I've used swivels a lot and lately I've had several people say I need tostop using them. Just wondering what everyone elses thought on them are, I switch jigs and lures a lot and hate to cut and retie the line each time? Also if you don't use them do you have any special way to attach lures and jigs?


----------



## Captain Ahab (Jul 30, 2008)

I use Norman Speed Clips - they are really nice. You do need to remove the split ring from the nose of the lure

https://www.cabelas.com/prod-1/0000044110226a.shtml


----------



## dedawg1149 (Jul 30, 2008)

i just tie everthing i think a swivel ruins the action sometimes i get line twist on my spinning reels but when i do i just run the line out tied to a swivel and reel back in


----------



## SlimeTime (Jul 30, 2008)

dedawg1149 said:


> i just tie everthing i think a swivel ruins the action sometimes i get line twist on my spinning reels but when i do i just run the line out tied to a swivel and reel back in



+1


----------



## Captain Ahab (Jul 31, 2008)

If I am not using the speed clip I use a loop knot to give teh lure a better action - anyone else?


----------



## Nickk (Jul 31, 2008)

I tie everything, I only use swivels with Carolina rigs and flukes(line twist deterrent). I need to learn some good loop knots, anyone know a good one that works with braid?


----------



## Captain Ahab (Jul 31, 2008)

Nickk said:


> I tie everything, I only use swivels with Carolina rigs and flukes(line twist deterrent). I need to learn some good loop knots, anyone know a good one that works with braid?


----------



## G3_Guy (Jul 31, 2008)

I only use swivels on Carolina Rigs. Everything else get a Palomar Knot from me.


----------



## The Grifter (Jul 31, 2008)

Palomar Knot for me except on crank baits. I tie a Rapala not for cranks. Only use swivels on Carolina rig as well.


----------



## slim357 (Aug 1, 2008)

Captain Ahab said:


> If I am not using the speed clip I use a loop knot to give teh lure a better action - anyone else?

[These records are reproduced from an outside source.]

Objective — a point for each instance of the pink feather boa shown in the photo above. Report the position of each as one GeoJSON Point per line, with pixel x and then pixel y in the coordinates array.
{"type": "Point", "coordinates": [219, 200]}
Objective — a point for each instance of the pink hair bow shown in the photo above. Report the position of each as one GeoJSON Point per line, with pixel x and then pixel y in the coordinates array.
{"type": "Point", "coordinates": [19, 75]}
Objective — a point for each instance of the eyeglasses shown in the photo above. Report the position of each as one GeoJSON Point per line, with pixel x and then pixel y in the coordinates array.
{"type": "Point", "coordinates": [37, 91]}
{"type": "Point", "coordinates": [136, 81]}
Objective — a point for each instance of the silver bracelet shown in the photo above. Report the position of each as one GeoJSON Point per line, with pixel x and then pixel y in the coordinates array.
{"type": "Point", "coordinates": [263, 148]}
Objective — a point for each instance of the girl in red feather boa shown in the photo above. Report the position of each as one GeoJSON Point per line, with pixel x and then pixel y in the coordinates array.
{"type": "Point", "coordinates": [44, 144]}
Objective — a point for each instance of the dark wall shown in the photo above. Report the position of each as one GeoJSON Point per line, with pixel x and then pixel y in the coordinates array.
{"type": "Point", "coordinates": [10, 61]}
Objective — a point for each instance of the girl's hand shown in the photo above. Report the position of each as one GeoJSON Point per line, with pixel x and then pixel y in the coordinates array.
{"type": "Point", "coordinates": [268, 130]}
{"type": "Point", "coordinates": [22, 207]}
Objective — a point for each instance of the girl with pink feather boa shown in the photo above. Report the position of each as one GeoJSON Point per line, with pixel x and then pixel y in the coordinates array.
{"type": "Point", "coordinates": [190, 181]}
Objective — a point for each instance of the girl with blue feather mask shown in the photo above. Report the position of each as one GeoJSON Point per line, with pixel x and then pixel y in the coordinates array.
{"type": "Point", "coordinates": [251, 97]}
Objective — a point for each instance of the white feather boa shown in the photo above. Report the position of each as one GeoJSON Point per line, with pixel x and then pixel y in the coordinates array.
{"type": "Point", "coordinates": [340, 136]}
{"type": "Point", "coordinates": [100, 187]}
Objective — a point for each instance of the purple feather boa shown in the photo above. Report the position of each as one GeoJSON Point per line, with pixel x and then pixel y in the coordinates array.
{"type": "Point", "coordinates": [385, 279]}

I only use swivels with c-rigs. I have heard the loop knot is good for top water walk the dog baits, i have also head it is good for popin topwater baits, however I'll only use an extra long improved clinch knot for poppers.


----------



## FishinsMyLife (Aug 1, 2008)

Palomar for everything for me. I never Carolina Rig so I never use a swivel for anything


----------



## KMixson (Aug 1, 2008)

I have seen too many swivel clasp straighten out. I have lost my trust in them.


----------



## FishingCop (Aug 1, 2008)

I generally always tie direct - in some cases, depending on the water/terrain/conditions and target fish, I might use a swivel for ease of rapid change of lures/colors, etc. - to see what's working - otherwise, I feel more confident with tying direct -- oh yeah, palomar is my favorite with an improved cinch as a back up based on weight/type of line


----------



## LeftCoastAngler (Aug 2, 2008)

There are only two knots you need to know... A line to line blood knot for leader to main line, and a loop knot for the lure... Swivels and terminal tackle is generally used for offshore type fishing down here in FL.

~LCA.


----------